A referral pathway, in plain terms, is whether help actually leads somewhere. Whether the next door opens. Whether a woman in crisis meets someone trained, discreet and ready to act, or is left to carry her trauma from office to office until exhaustion, fear or shame takes over.
In Jiwaka, that first link is often not a doctor. It is someone from the community.

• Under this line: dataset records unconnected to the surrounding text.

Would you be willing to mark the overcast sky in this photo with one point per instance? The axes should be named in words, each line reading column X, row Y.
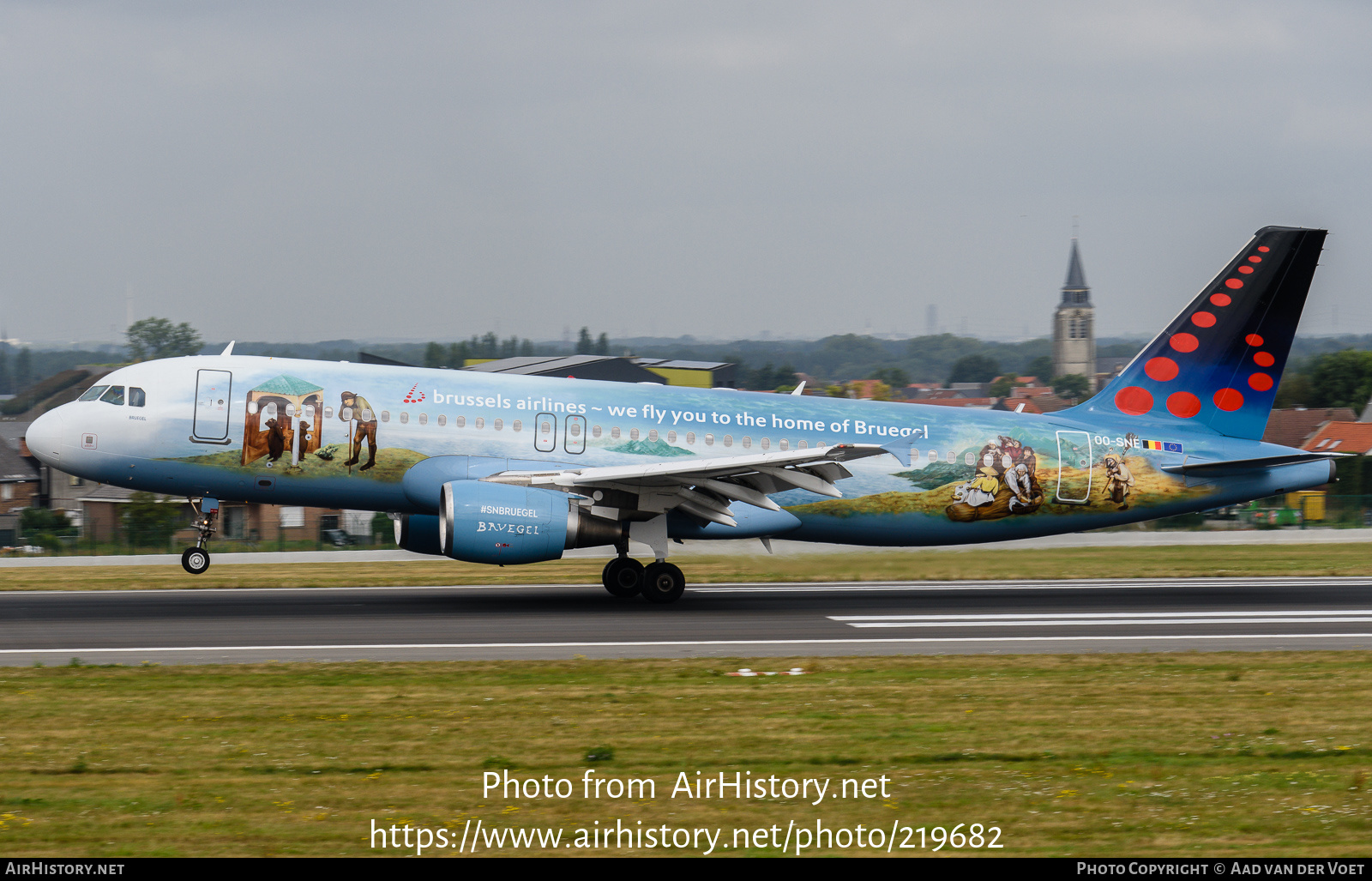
column 317, row 171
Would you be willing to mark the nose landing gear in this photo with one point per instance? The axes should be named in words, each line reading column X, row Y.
column 196, row 560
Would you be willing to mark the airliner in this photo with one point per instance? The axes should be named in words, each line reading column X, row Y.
column 509, row 469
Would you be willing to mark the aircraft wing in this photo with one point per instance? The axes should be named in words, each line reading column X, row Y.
column 701, row 487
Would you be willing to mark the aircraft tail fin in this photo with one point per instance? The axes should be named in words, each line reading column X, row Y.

“I became a village health volunteer because I have seen what violence does to our sisters and mothers,” said Yen, a local volunteer. “Sexual violence is common here. Men rape young women. Violence also happens inside homes, where men beat women instead of respecting them. People like me must step up so survivors can get treatment. I want to help my community.”
That local role matters because access in the Highlands is brutal in its own quiet way. Some communities are days from the nearest clinic. Roads are limited. Transport is costly or unavailable. Survivors may fear retaliation, gossip, blame or exposure long before they fear a medical diagnosis. By the time a woman reaches formal care, she may already have crossed distance, family pressure and community scrutiny just to get there.
“Getting trained helped me because I see domestic violence everywhere,” said Joice, a woman from the Highlands who took part in MSF village health volunteer training. “Now I can speak to my community more openly. Sexual violence is common here. Many men beat and abuse their wives. That causes suffering, illness and hardship. Violence is a major problem in our communities.”
The work in Jiwaka is therefore not only about treatment. It is about trust. A survivor may need care for injuries, emergency support after rape, counselling, police referral, legal assistance or a safe place to stay. None of that begins if seeking help feels dangerous.
“Violence thrives in silence, stigma and impunity,” said Robert Keango, the head of mission for MSF in PNG. “Confidential care is not optional. It protects survivors. If a woman believes seeking help will expose her, she will not come. If she does come and confidentiality fails, we may place her in even greater danger.”
“There is no neat ending to this story, because there is no neat reality behind it. One project cannot erase entrenched violence, fear or impunity. But we can try and make survival less dependent on luck and care more reachable and trusted. Where one accusation can strip a woman of her home, her safety and her future, that can mean a lot,” Keango adds.